Trump clearly wants to blast the press not just with his stream of insults, in tweets and in-your-face shaming during public meetings. He wants journalists “locked up” or ordered to pay stiff fines.
That requires amendment of state laws or adoption of a federal law that would be tough on journalists but easy for aggrieved public officials.
Trump faces a huge task.
What he needs to do
Trump has to persuade individual states to amend their libel laws. While 32 legislatures are Republican-controlled (14 are Democrat-ruled and 4 are split), battling the media is not exactly a populist cause.
Even if they’d grant Trump’s wish, the state laws cannot be more rigid than what the First Amendment of the U.S. Constitution allows. And the Supreme Court interprets the Constitution. Same thing with the federal law that Trump might persuade Congress to adopt.
Did I say that the U.S. only has state laws on libel and no federal libel law? Despite the variations of the law from state to state and the absence of a federal law, the Supreme Court adopted a “national rule” in 1964, in its landmark decision New York Times Co. vs. Sullivan.

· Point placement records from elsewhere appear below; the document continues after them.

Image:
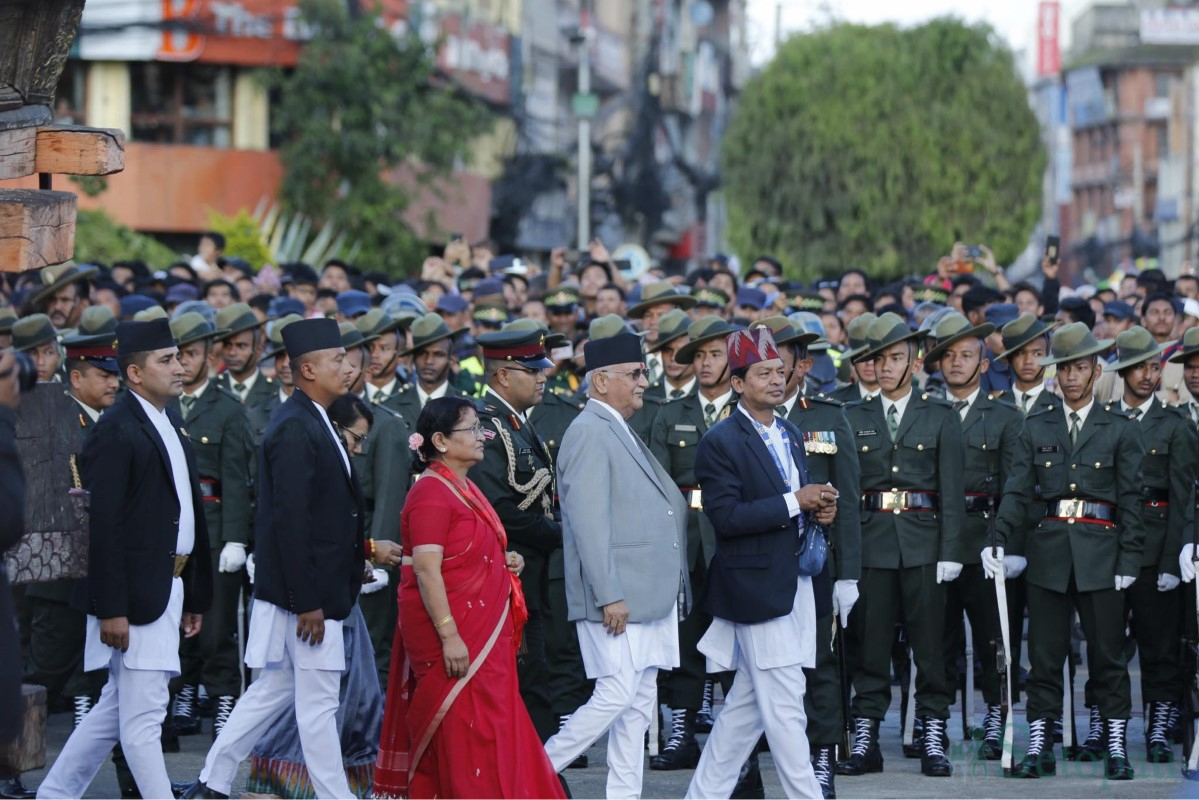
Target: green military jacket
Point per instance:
(674, 439)
(926, 456)
(220, 429)
(829, 447)
(1103, 464)
(517, 476)
(384, 469)
(1168, 474)
(990, 434)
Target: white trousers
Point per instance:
(769, 701)
(621, 705)
(131, 709)
(314, 695)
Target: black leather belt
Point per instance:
(981, 503)
(1072, 510)
(899, 501)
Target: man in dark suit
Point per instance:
(149, 571)
(764, 611)
(308, 572)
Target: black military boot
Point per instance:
(704, 720)
(186, 716)
(863, 753)
(824, 762)
(1157, 733)
(1091, 750)
(1119, 769)
(1038, 759)
(933, 762)
(681, 751)
(993, 734)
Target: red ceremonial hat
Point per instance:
(749, 347)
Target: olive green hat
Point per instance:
(192, 326)
(658, 293)
(32, 331)
(952, 329)
(428, 329)
(236, 318)
(673, 325)
(1134, 346)
(709, 329)
(886, 330)
(1074, 341)
(1022, 330)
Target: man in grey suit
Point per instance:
(625, 546)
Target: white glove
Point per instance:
(1186, 563)
(992, 561)
(377, 584)
(844, 595)
(1167, 582)
(233, 557)
(947, 571)
(1014, 565)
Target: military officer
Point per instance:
(1168, 476)
(431, 362)
(518, 477)
(909, 447)
(1082, 459)
(829, 447)
(220, 431)
(674, 437)
(865, 384)
(990, 432)
(241, 348)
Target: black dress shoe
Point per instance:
(196, 789)
(13, 788)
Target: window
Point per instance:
(181, 103)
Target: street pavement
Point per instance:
(901, 779)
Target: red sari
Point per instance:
(470, 737)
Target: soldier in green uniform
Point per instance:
(224, 456)
(990, 432)
(674, 437)
(241, 342)
(1168, 479)
(909, 449)
(865, 385)
(829, 447)
(518, 477)
(1079, 462)
(431, 362)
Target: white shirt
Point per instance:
(337, 440)
(440, 391)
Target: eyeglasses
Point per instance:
(475, 429)
(636, 374)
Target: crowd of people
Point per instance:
(434, 537)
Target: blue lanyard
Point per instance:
(764, 432)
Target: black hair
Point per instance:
(439, 415)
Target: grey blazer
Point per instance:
(624, 523)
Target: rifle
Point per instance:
(843, 669)
(1002, 654)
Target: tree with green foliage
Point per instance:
(879, 146)
(362, 103)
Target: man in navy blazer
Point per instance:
(764, 612)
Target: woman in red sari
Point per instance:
(455, 725)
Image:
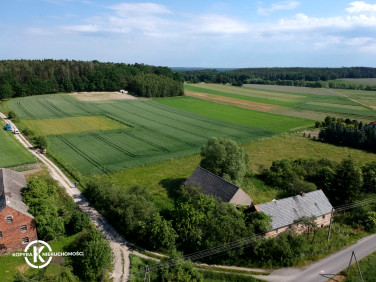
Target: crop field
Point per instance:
(11, 152)
(105, 136)
(300, 102)
(275, 123)
(161, 178)
(73, 125)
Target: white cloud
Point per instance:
(285, 5)
(82, 28)
(216, 24)
(359, 7)
(131, 9)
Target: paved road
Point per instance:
(118, 244)
(325, 268)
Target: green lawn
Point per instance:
(12, 153)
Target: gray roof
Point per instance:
(285, 211)
(216, 186)
(11, 183)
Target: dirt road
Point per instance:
(118, 244)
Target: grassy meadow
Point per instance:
(106, 136)
(12, 153)
(285, 100)
(367, 267)
(163, 178)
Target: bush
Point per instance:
(225, 158)
(97, 255)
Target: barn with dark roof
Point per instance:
(216, 186)
(17, 226)
(285, 212)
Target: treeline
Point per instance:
(344, 182)
(348, 133)
(308, 77)
(19, 78)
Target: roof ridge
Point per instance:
(293, 196)
(219, 177)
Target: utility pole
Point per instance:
(330, 225)
(357, 264)
(147, 270)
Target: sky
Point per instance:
(179, 33)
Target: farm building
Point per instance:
(285, 211)
(17, 226)
(214, 185)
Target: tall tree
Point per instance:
(225, 158)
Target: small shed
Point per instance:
(216, 186)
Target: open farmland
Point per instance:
(300, 102)
(12, 153)
(105, 136)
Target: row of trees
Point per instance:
(345, 182)
(351, 134)
(56, 215)
(19, 78)
(197, 222)
(309, 77)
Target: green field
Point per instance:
(291, 101)
(101, 137)
(73, 125)
(12, 153)
(275, 123)
(162, 178)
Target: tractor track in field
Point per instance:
(191, 124)
(82, 154)
(159, 132)
(43, 103)
(163, 149)
(25, 111)
(109, 143)
(166, 124)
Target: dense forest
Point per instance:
(309, 77)
(19, 78)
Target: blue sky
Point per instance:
(206, 33)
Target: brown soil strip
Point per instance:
(249, 105)
(101, 96)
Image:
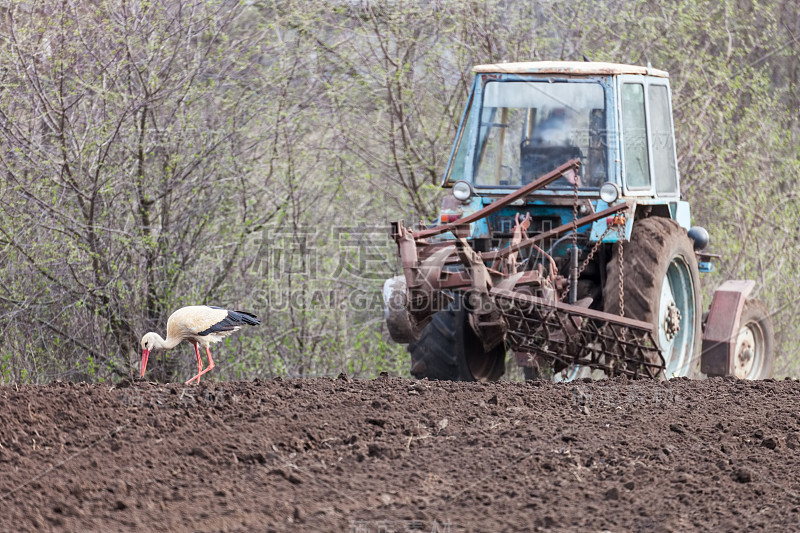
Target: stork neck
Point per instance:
(168, 343)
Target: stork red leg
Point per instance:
(210, 364)
(199, 365)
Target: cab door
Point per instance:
(647, 146)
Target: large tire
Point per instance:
(448, 349)
(754, 356)
(660, 268)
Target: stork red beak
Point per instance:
(145, 355)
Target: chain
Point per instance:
(621, 290)
(575, 211)
(594, 250)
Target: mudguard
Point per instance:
(722, 327)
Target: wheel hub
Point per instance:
(672, 321)
(745, 353)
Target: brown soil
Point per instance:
(336, 455)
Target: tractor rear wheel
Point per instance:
(754, 354)
(661, 285)
(448, 349)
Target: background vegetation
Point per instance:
(161, 153)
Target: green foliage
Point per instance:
(250, 154)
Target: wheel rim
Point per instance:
(676, 319)
(749, 351)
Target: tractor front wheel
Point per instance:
(754, 355)
(660, 285)
(448, 349)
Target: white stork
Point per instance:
(201, 325)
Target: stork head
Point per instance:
(149, 342)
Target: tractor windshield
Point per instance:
(530, 128)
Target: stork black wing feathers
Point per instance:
(233, 320)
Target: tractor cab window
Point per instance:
(634, 135)
(529, 128)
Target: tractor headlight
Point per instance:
(462, 190)
(609, 192)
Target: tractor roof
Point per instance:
(575, 68)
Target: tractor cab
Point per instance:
(523, 120)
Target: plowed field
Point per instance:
(396, 455)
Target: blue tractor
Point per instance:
(563, 240)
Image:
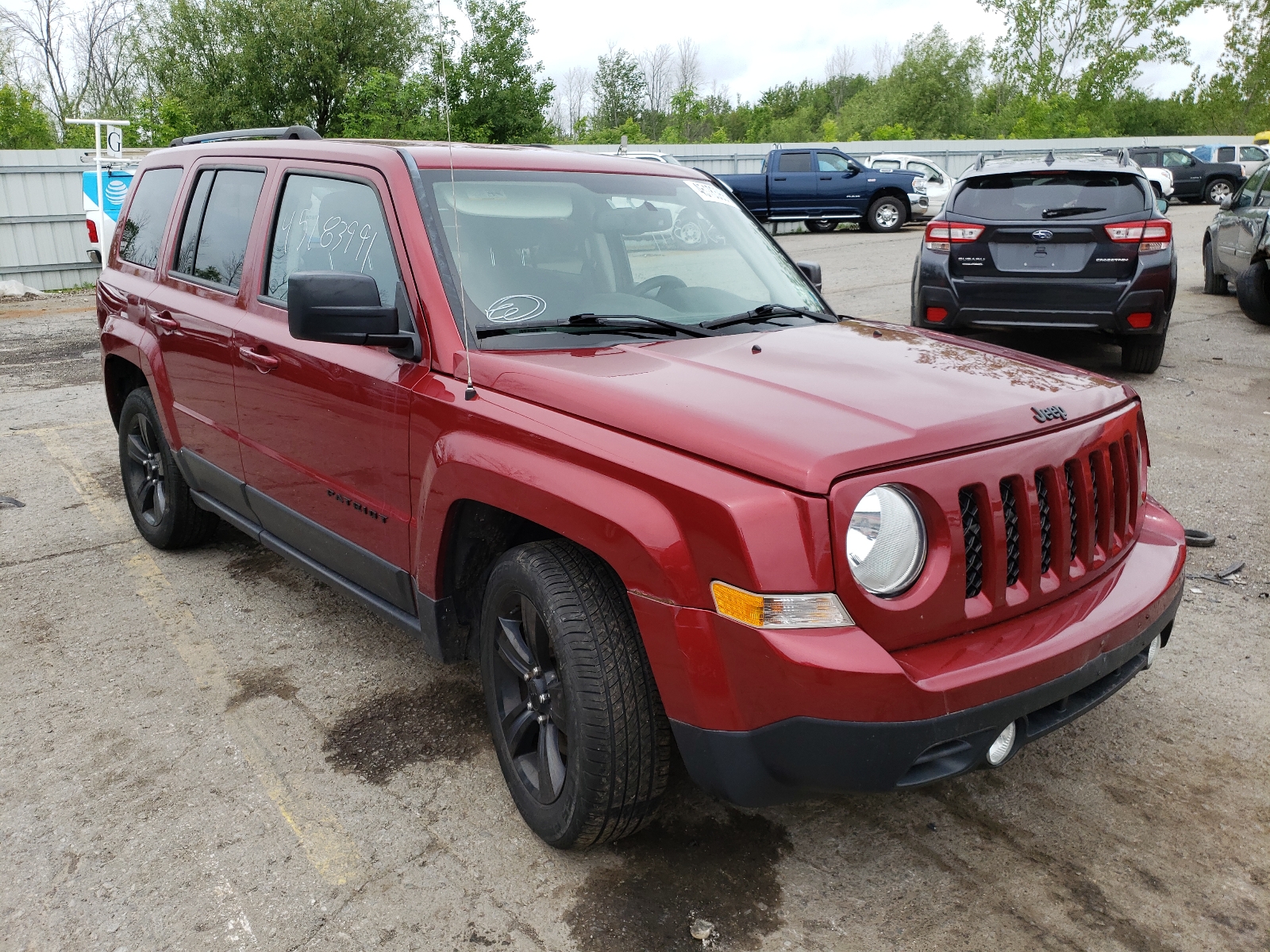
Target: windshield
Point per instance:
(1052, 194)
(541, 248)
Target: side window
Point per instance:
(795, 162)
(217, 224)
(148, 215)
(829, 162)
(929, 171)
(330, 225)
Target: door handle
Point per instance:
(264, 362)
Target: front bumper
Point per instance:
(770, 716)
(806, 755)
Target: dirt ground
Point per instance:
(209, 749)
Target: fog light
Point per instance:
(1153, 649)
(1003, 746)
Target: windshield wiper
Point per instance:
(1064, 213)
(595, 324)
(765, 313)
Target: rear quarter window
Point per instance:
(148, 215)
(1051, 196)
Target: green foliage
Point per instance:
(618, 88)
(23, 124)
(239, 63)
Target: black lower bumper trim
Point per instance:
(802, 757)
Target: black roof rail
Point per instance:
(276, 132)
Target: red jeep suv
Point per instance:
(656, 492)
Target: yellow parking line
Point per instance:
(329, 848)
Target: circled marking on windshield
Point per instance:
(514, 309)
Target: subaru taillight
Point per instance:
(941, 235)
(1153, 235)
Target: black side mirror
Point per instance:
(343, 309)
(812, 272)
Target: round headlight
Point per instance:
(886, 541)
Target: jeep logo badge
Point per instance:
(1049, 413)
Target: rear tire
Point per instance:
(1142, 355)
(886, 215)
(1214, 283)
(590, 763)
(1218, 190)
(1253, 292)
(165, 513)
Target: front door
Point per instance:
(324, 427)
(837, 184)
(793, 190)
(1187, 171)
(194, 309)
(1250, 219)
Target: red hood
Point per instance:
(814, 404)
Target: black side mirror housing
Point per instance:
(340, 308)
(812, 272)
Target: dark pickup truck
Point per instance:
(823, 187)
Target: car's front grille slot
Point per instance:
(1045, 527)
(973, 533)
(1010, 513)
(1071, 508)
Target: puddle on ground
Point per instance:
(260, 562)
(685, 866)
(267, 682)
(440, 721)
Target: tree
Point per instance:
(1089, 48)
(618, 88)
(275, 63)
(23, 124)
(687, 67)
(495, 90)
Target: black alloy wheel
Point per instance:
(533, 708)
(159, 498)
(577, 721)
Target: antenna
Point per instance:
(470, 393)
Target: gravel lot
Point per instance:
(209, 749)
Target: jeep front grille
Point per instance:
(1102, 507)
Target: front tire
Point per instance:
(164, 512)
(1218, 190)
(1142, 355)
(886, 215)
(578, 724)
(1214, 283)
(1251, 290)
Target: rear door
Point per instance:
(794, 186)
(325, 425)
(837, 186)
(194, 309)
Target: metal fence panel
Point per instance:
(44, 238)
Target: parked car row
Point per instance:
(660, 498)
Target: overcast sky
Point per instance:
(749, 48)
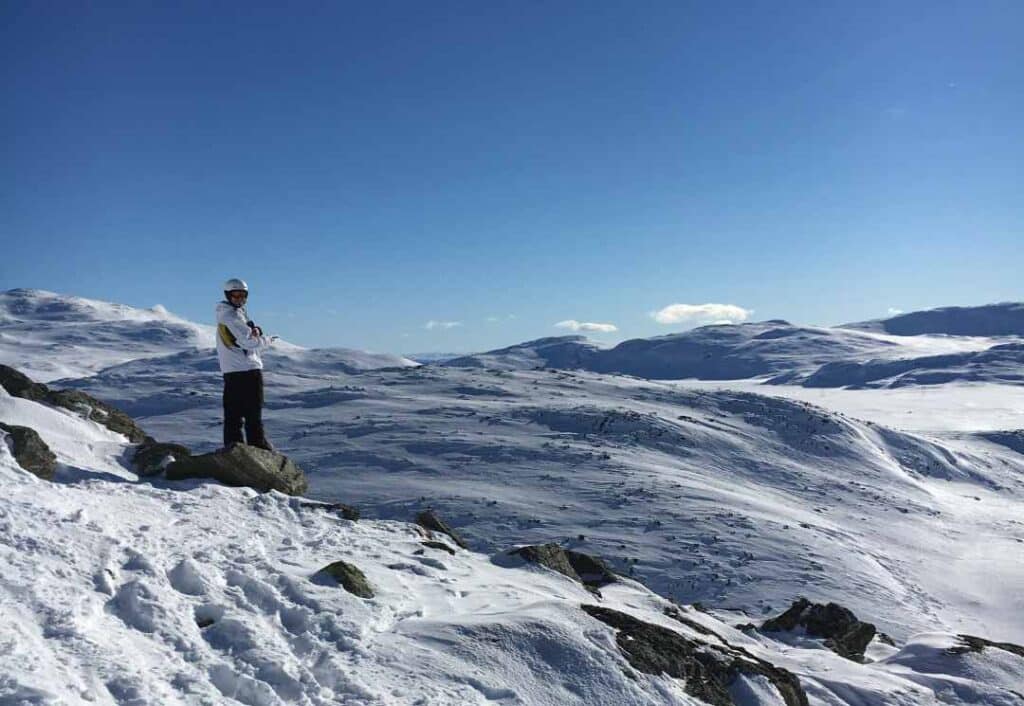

And that SC rule in gist says anyone accused of libeling a public official must be guilty of “actual malice.” Then Justice William J. Brennan Jr., who wrote the decision, said “actual malice” means the accused had (a) “knowledge that the information was false” or (b) it was published with “reckless disregard of whether it was false.” (The SC later also applied the ruling to “public figures,” those who’re newsworthy even though they don’t hold public office.)
A federal law passed or a state law amended to suit Trump’s call still needs to pass the SC yardstick. Either the First Amendment is removed or revised or the Sullivan decision is reversed. And neither one is easy to do.
Pretty much similar
Libel law in the Philippines is pretty much similar to the U.S. libel law: harder to convict the accused journalist when the complainant is a public person. Actual malice is required to convict the reporter or editor. And the rule on “privileged communication,” laid down in Borjal vs. Court of Appeals (GR #126466, Jan. 14, 1999), covers almost everything that a public person says or does in relation to his job.
And like in the U.S., when the “victim” of libel is a private person, it’s easier to nail the erring journalist. Trump doesn’t recognize the difference: higher accountability of the public person and larger protection accorded the private person. Trump wants to enjoy the same rights he had when he was selling real estate: he easily filed hundreds of lawsuits.
What laws protect
Open up the libel laws. Maybe the review will make Trump realize what First Amendment lawyer Floyd Abrams pointed out: “Existing laws allow recovery for knowingly making false statements but also protect us against people who seek to use libel law to suppress or punish those who are critical of their public officials.”
Trump bristles and fumes over media criticisms that he routinely dismisses as fake news. Yet he averages making 5.6 lies a day. According to the Washington Post that tracks his “falsehoods and misleading claims.” Trump breached the 2,000 mark last week.
You find it odd if not bizarre for “a serial defamer” to seek redress in a defamation lawsuit? He who comes to court comes ready to throw more mud.